Data Science Projects

Data Science Projects in Red Hat OpenShift AI provide isolated environments for organizing your machine learning work. These projects are OpenShift projects (Kubernetes namespaces) with specific labels and annotations that enable integration with the OpenShift AI dashboard and features.

Overview

A data science project is essentially an OpenShift project with the label opendatahub.io/dashboard: 'true'. This label makes the project visible in the OpenShift AI dashboard and enables AI/ML-specific features like:

Workbench creation (Jupyter notebooks)
Data connections
Model serving
Pipeline management
Persistent storage

Creating Projects

Method 1: Declarative (Using YAML)

The declarative approach uses YAML files to define the desired state of your project. This method is recommended for:

Version control and GitOps workflows
Reproducible deployments
Automated provisioning

Basic Project

# project-basic.yaml
apiVersion: project.openshift.io/v1
kind: Project
metadata:
  name: my-ds-project
  labels:
    # Required: Makes project visible in OpenShift AI dashboard
    opendatahub.io/dashboard: 'true'
    # Automatically added: Matches the project name
    kubernetes.io/metadata.name: my-ds-project
  annotations:
    # Human-readable display name shown in the dashboard
    openshift.io/display-name: My Data Science Project
    # Optional: Project description
    openshift.io/description: 'Project for machine learning experiments'
spec: {}

Apply the project:

kubectl apply -f project-basic.yaml

Standard Project with Common Annotations

# project-standard.yaml
apiVersion: project.openshift.io/v1
kind: Project
metadata:
  name: ml-fraud-detection
  labels:
    # Required for OpenShift AI
    opendatahub.io/dashboard: 'true'
    kubernetes.io/metadata.name: ml-fraud-detection
    # Optional: Custom labels for organization
    team: data-science
    environment: development
    project-type: ml-experiment
  annotations:
    openshift.io/display-name: Fraud Detection ML
    openshift.io/description: 'Machine learning models for credit card fraud detection'
    # Optional: Who requested/owns the project
    openshift.io/requester: john.doe@example.com
    # Optional: Project documentation link
    project.docs.url: 'https://wiki.example.com/fraud-detection'
spec: {}

Advanced Project with Resource Quotas

# project-advanced.yaml
apiVersion: v1
kind: List
items:
  # The Project
  - apiVersion: project.openshift.io/v1
    kind: Project
    metadata:
      name: production-ml-models
      labels:
        opendatahub.io/dashboard: 'true'
        kubernetes.io/metadata.name: production-ml-models
        environment: production
        compliance: pci-dss
      annotations:
        openshift.io/display-name: Production ML Models
        openshift.io/description: 'Production-ready ML models with resource limits'
        openshift.io/requester: ml-ops-team@example.com
    spec: {}
  
  # Resource Quota (applied after project creation)
  - apiVersion: v1
    kind: ResourceQuota
    metadata:
      name: compute-quota
      namespace: production-ml-models
    spec:
      hard:
        requests.cpu: "100"
        requests.memory: 200Gi
        requests.storage: 1Ti
        persistentvolumeclaims: "10"
        pods: "50"
        requests.nvidia.com/gpu: "4"

Method 2: Imperative (Using Commands)

The imperative approach uses oc or kubectl commands directly. Note that while kubectl can create namespaces, the oc new-project command provides OpenShift-specific functionality.

Using oc (OpenShift CLI)

# Basic project creation
oc new-project my-ds-project

# With display name and description
oc new-project fraud-detection \
  --display-name="Fraud Detection ML" \
  --description="Machine learning models for fraud detection"
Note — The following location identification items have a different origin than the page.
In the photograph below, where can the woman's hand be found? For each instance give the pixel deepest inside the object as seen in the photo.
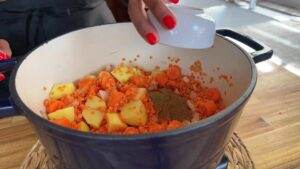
(138, 16)
(5, 51)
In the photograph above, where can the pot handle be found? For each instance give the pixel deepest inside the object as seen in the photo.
(262, 52)
(6, 108)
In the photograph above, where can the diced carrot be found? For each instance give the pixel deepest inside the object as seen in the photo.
(213, 94)
(130, 91)
(174, 124)
(131, 130)
(115, 100)
(210, 107)
(173, 72)
(67, 99)
(53, 105)
(140, 81)
(86, 83)
(106, 80)
(63, 122)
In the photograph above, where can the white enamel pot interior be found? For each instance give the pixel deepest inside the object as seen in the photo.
(74, 55)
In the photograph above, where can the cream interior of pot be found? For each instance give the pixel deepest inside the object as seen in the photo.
(82, 52)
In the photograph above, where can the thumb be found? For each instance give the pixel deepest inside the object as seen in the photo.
(5, 48)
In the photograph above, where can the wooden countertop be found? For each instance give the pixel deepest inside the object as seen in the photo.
(269, 126)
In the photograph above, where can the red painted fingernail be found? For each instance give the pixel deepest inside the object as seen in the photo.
(174, 1)
(2, 77)
(3, 55)
(152, 39)
(169, 22)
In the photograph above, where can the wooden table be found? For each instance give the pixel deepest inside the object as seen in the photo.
(269, 126)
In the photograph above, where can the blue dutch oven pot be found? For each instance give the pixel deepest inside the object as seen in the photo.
(71, 56)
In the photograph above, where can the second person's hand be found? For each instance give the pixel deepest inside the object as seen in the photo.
(138, 16)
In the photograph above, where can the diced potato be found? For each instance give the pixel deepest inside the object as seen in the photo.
(114, 122)
(140, 93)
(134, 113)
(61, 89)
(93, 117)
(155, 72)
(68, 113)
(95, 102)
(122, 73)
(82, 126)
(90, 77)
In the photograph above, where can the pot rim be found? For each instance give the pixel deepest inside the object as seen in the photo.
(228, 112)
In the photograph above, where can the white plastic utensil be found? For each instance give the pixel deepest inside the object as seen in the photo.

# Add the required label to make it visible in OpenShift AI
oc label project fraud-detection opendatahub.io/dashboard=true

Using kubectl

# Create a namespace (project)
kubectl create namespace my-ds-project

# Add required labels
kubectl label namespace my-ds-project opendatahub.io/dashboard=true

# Add annotations
kubectl annotate namespace my-ds-project \
  openshift.io/display-name="My Data Science Project" \
  openshift.io/description="Project for ML experiments"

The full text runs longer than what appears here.